6. Menangis

34 3 0
                                    

" kak Acha! " seru Dinda begitu dirinya masuk ke rumah.

Dan dirinya menemukan aku yang tengah duduk bersantai bersama dengan Wira. Ulah gadis yang kini menjadi adik ipar ku ini pun membuat senyum ku semakin terkembang karena dirinya. Dirinya pun segera berjalan cepat menuju ke arah ku dan Wira.

" hai Dinda. " sapa ku saat dirinya duduk di samping ku dan memeluk ku erat dari samping.

" cantik banget sih kak. " ujar Dinda yang berhasil membuat ku tertawa karena ucapan dan ulah nya ini.

" kamu juga cantik. Cantik banget malah. " balas ku tersenyum. Dan membuat kami berdua sama sama tersenyum.

" eh iya, aku beliin kakak kue lho. " ujar Dinda dan membuat ku mengangguk.

" iya. Kakak udah di kasih tahu sama bunda. Katanya kamu pergi naik mobil ayah kan. Beli kue katanya. " beritahu ku dan di balas anggukkan kepala oleh Dinda.

" iya. He he he sebagai tanda perkenalan gitu. " ujarnya dan membuat ku geleng - geleng kepala.

" kakak malah ngerepotin kamu jadinya. " ujar ku tak nyaman dengan dirinya. Ucapan ku ini tentu saja langsung di sanggah oleh Dinda.

" dih kata siapa kakak ngerepotin? Marah ya aku kalau ada yang bilang kakak kayak gitu. Kan aku yang mau. Lagian kakak tuh gak ada ngerepotin aku sama sekali. " Ujar Dinda sewot dan memeluk ku dari samping seraya menyandarkan kepalanya di bahu ku.

" makasih banyak ya Din. " ucap ku berterima kasih. Karena jujur saja aku begitu bersyukur di pertemukan oleh Wira dan keluarganya. Dan ucapan ku ini pun membuat Dinda menggeleng.

" kenapa kakak harus bilang makasih. Padahal aku gak ngapa - ngapain. Cuma beliin kue aja. " ujar Dinda.

Padahal, bukan masalah dirinya yang membelikan kue untuk ku yang membuat ku merasa begitu beruntung. Tapi karena perhatian dan semua perlakuan mereka sekeluarga pada ku yang membuat ku begitu merasa beruntung saat ini. Baik itu Wira, Dinda mau pun ayah dan bunda.

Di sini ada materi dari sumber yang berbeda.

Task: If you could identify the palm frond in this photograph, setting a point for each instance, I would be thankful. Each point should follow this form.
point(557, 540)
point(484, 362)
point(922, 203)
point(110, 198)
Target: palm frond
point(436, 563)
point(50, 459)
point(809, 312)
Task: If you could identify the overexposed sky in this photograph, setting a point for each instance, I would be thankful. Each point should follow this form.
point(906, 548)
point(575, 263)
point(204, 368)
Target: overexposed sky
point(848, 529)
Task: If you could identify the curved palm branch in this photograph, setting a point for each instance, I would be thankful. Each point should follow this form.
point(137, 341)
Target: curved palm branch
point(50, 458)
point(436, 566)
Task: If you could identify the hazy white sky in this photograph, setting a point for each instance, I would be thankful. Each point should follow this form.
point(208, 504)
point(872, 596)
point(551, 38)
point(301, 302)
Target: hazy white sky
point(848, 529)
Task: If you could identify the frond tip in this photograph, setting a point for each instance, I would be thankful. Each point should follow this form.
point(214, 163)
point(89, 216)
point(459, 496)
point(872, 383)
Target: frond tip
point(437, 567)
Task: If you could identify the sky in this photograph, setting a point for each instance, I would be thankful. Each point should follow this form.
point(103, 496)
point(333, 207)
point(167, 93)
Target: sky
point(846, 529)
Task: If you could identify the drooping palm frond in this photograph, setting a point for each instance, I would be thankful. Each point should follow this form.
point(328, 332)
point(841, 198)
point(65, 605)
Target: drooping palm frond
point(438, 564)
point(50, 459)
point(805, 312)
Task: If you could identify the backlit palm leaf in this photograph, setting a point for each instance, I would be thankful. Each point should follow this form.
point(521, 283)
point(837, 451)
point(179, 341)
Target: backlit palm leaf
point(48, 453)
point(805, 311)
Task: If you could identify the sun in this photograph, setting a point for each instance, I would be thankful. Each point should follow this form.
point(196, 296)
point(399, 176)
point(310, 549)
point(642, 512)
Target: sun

" enggak. Gak papa. Kakak cuma mau bilang makasih aja sama kamu. " ujar ku pada Dinda dan tanpa sadar membuat Wira memandang ku lekat dalam diamnya.

*****

" Cha. " panggil Wira dan membuat ku menoleh pada dirinya.

" Ya? Kenapa kak? " tanya ku.

" mau liat kamar kita? Barang - barang kamu udah kakak masukkan ke dalam kamar kita. Siapa tahu kamu mau lihat kan. " ujar Wira yang berhasil membuat hati ku menghangat seketika.

" kamar kita? " beo ku yang di balas anggukkan kepala oleh Wira.

" iya. Kamar kita. " sahut Wira.

" itu kan kamar kakak. " ujar ku sekali lagi dan membuat Wira tersenyum tipis.

" kan kamu istri kakak. Jadi ya punya kakak sekarang juga punya mu. Kamar kakak ya jadi kamar kamu juga. Punya kita berdua. " jawab Wira yang membuat ku memandang nya dalam diam ku.

Kamar kita. Dengan santai nya dirinya menyebut jika kamar miliknya menjadi kamar kami berdua. Bahkan dirinya berujar jika semua miliknya saat ini sudah menjadi milik ku juga karena kami berdua sudah menjadi suami istri. Aku benar - benar merasa geli dan gelenyar aneh di dalam tubuh ku. Tapi terasa sangat begitu menyenangkan.

" Cha? Kok diam? Gak mau ya? " tanya Wira salah paham dan langsung membuat ku menggeleng.

" e... Enggak kok. Acha mau kok kak. " jawab ku smaa sekali yak berniat untuk menolak ajakannya ini.

*****

" ini kamar kakak ya? " Tanya ku saat Wira mengajak ku menuju salah satu kamar dan membuka pintu kamar itu. Membuat ku melihat isi kamar itu yang begitu rapi dan terlihat nyaman.